There is a lot to digest in the December retail sales numbers released by Statistics Canada today. The headline for many is that retail sales are down across most sectors including those traditionally thought of as being impacteded by holiday spending. The big influencer is automotive which accounts for almost 25% of retail spending, but even looking at the sub-sectors, all numbers are off for the month. Despite that, the trend line is still going up which is nice to see. Canadian store retailers sales grew 3.7% over 2015 to $532 billion in 2016.

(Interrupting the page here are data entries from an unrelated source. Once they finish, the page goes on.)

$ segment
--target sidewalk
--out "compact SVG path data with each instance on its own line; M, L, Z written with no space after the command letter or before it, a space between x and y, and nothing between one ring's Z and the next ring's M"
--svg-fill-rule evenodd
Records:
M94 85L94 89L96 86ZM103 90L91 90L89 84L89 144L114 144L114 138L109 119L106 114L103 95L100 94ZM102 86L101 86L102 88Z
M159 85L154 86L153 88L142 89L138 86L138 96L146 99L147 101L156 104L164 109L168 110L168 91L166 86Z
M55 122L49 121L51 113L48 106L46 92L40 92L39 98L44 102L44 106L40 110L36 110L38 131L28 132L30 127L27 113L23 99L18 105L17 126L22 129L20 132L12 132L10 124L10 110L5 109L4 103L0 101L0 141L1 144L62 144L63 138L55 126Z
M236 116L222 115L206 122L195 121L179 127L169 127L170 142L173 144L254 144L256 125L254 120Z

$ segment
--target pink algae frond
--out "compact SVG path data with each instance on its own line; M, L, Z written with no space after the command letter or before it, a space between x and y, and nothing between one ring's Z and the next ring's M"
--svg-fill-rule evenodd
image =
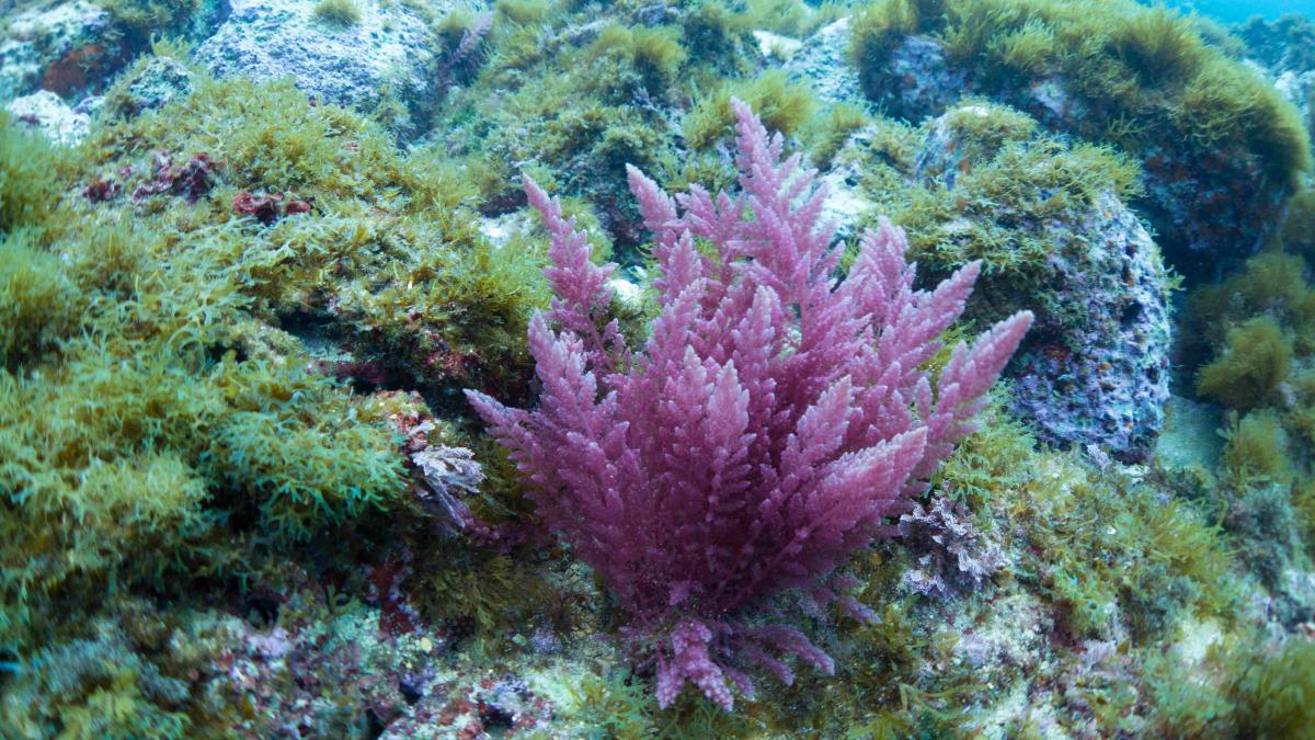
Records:
M627 354L606 321L613 267L526 178L552 241L556 300L530 327L539 407L467 391L526 477L543 523L614 591L627 635L656 664L658 699L693 683L726 710L752 697L742 666L785 682L781 658L831 673L830 656L755 607L789 589L836 594L834 570L910 510L1027 332L1015 315L924 369L964 311L978 266L914 290L901 229L863 236L836 278L826 192L782 159L740 101L740 192L668 196L630 169L655 237L661 315ZM748 213L748 217L744 215ZM701 240L715 249L696 249Z

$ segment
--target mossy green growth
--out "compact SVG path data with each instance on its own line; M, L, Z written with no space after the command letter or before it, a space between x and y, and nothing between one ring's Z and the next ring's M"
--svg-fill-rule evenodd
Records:
M931 130L938 125L944 130ZM1055 225L1091 219L1102 198L1135 196L1141 172L1111 147L1066 144L1035 130L1036 122L1024 113L967 103L947 113L943 124L923 126L924 140L943 150L865 161L871 182L863 187L878 203L876 211L905 228L911 257L930 274L948 275L982 261L976 317L1002 317L1026 307L1080 324L1082 308L1047 300L1043 287L1057 251L1084 249L1081 240L1064 240ZM906 184L909 178L917 180ZM1028 303L1020 305L1018 296Z
M1306 188L1287 201L1281 234L1283 249L1315 259L1315 190Z
M1223 50L1197 24L1131 0L882 0L853 21L851 57L864 91L890 84L889 55L911 34L942 40L948 58L986 90L1019 75L1057 75L1099 111L1073 121L1081 136L1141 154L1137 132L1173 128L1199 147L1249 153L1270 183L1294 190L1311 166L1295 107Z
M1291 366L1293 338L1273 319L1258 316L1228 329L1222 354L1197 374L1197 392L1230 408L1266 406Z
M944 0L882 0L865 5L849 21L849 61L868 97L880 95L881 71L899 37L943 22Z
M547 0L497 0L493 12L498 20L529 26L543 22L552 11Z
M331 26L351 28L360 22L360 5L356 0L320 0L313 14Z
M1224 469L1239 486L1293 482L1287 435L1276 412L1262 410L1233 419L1223 435Z
M676 83L686 59L680 30L673 26L629 29L619 24L609 25L585 50L590 63L606 55L634 67L644 90L659 95Z
M130 47L142 50L153 38L185 36L201 11L203 0L96 0Z
M193 72L187 96L107 116L70 154L0 146L17 162L4 175L14 195L0 190L7 669L36 665L54 641L95 640L105 594L181 603L199 583L259 582L313 542L363 546L385 516L423 528L433 515L409 495L418 481L396 410L356 392L370 382L335 377L380 362L383 338L452 350L426 365L417 349L404 365L435 398L454 383L523 387L539 257L494 254L479 236L460 162L402 153L368 119L312 105L289 83ZM0 144L28 141L11 134ZM184 170L187 192L170 184ZM305 205L266 220L237 207L267 194ZM448 362L458 352L479 359ZM345 546L317 550L316 566ZM485 612L501 614L506 593ZM91 682L133 707L124 722L210 733L153 693L147 669L117 662L124 672ZM54 679L42 672L32 679ZM95 715L103 699L67 703Z
M0 366L34 363L80 321L83 296L59 258L34 249L25 232L0 241Z
M68 154L0 111L0 234L45 220L59 196Z
M1274 652L1243 653L1228 698L1239 736L1303 736L1315 727L1315 641L1294 636Z
M685 116L685 141L692 149L706 149L734 130L732 97L748 103L768 130L785 136L802 133L815 105L806 86L790 82L780 71L723 84L696 103Z

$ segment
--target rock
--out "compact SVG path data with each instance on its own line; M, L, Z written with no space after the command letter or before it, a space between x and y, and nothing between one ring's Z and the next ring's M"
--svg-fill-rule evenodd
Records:
M47 90L17 97L7 108L18 122L64 146L74 146L87 138L91 125L87 113L75 112Z
M185 66L168 57L151 57L126 72L122 95L112 101L112 111L129 119L191 91L192 72Z
M914 176L953 191L973 158L986 161L1002 144L959 128L986 116L1018 132L1003 141L1027 141L1026 116L960 107L928 126ZM1011 404L1052 442L1101 445L1135 462L1152 450L1169 399L1169 277L1141 220L1116 195L1105 192L1076 208L1069 219L1015 226L1040 230L1034 236L1049 245L1047 263L1030 295L992 296L1010 312L1039 309L1009 370Z
M88 0L46 3L0 33L0 99L49 90L76 97L104 87L126 59L110 16Z
M785 71L827 103L863 104L859 72L848 62L849 18L840 18L803 41Z
M1053 441L1144 460L1169 399L1169 290L1160 251L1112 194L1077 223L1049 230L1056 249L1048 300L1080 305L1086 319L1032 328L1015 359L1013 406Z
M356 3L359 22L338 25L317 17L313 0L234 0L196 59L216 75L292 78L306 95L363 111L389 91L419 112L433 61L425 21L401 4Z
M842 46L839 41L835 42ZM1035 116L1048 130L1088 137L1112 115L1070 80L1053 74L988 76L956 66L931 36L901 37L876 79L865 80L869 100L886 115L913 122L939 116L964 96L980 96ZM1266 172L1244 144L1185 140L1174 126L1144 126L1137 155L1145 169L1145 195L1136 203L1160 234L1165 258L1193 277L1211 275L1222 261L1256 254L1279 223L1287 184Z
M848 38L846 38L848 45ZM888 115L918 122L939 116L967 92L968 75L951 68L944 45L930 36L906 36L890 53L873 100Z
M797 38L790 38L769 30L755 30L753 41L757 42L759 53L768 59L789 59L794 57L794 54L797 54L800 47L803 45Z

If you read past the headlines and look at the Retail Spending Chart (above), you will notice that the December dip is nothing new. In recent years this decrease has been getting bigger. Of course I can’t normalize to remove automotive (easily) in previous years, but I am left wondering if the rise of the Black Friday/Cyber Monday phenomenon in Canada is partially responsible for shifting more holiday retail spending into November.
I also looked at the e-commerce chart with great interest. You can see that the total sales and the percentage of total retail sales grew significantly in the last quarter. Most significantly, despite the dip in total Retail spending in December, online sales grew. This is fantastic news for established retailers.
Overall the percentage of online sales in Canada is still quite low compared to some other countries. This indicates to me that there is lots of room to grow e-Commerce sales in Canada despite the logistical challenges of servicing such a large market. I am also unable to determine if these numbers represent purchases made from e-retailers based outside of the country. I suspect that they don’t which would likely add a percent or two to these numbers. Another thing that likely under-represents the strength of e-commerce is that this table includes Automotive, and with the notable exception of Tesla, online sales of cars is not yet a thing in Canada.
What is the take away from this news? There has never been a better time for retailers to invest in e-commerce and omni-channel strategies.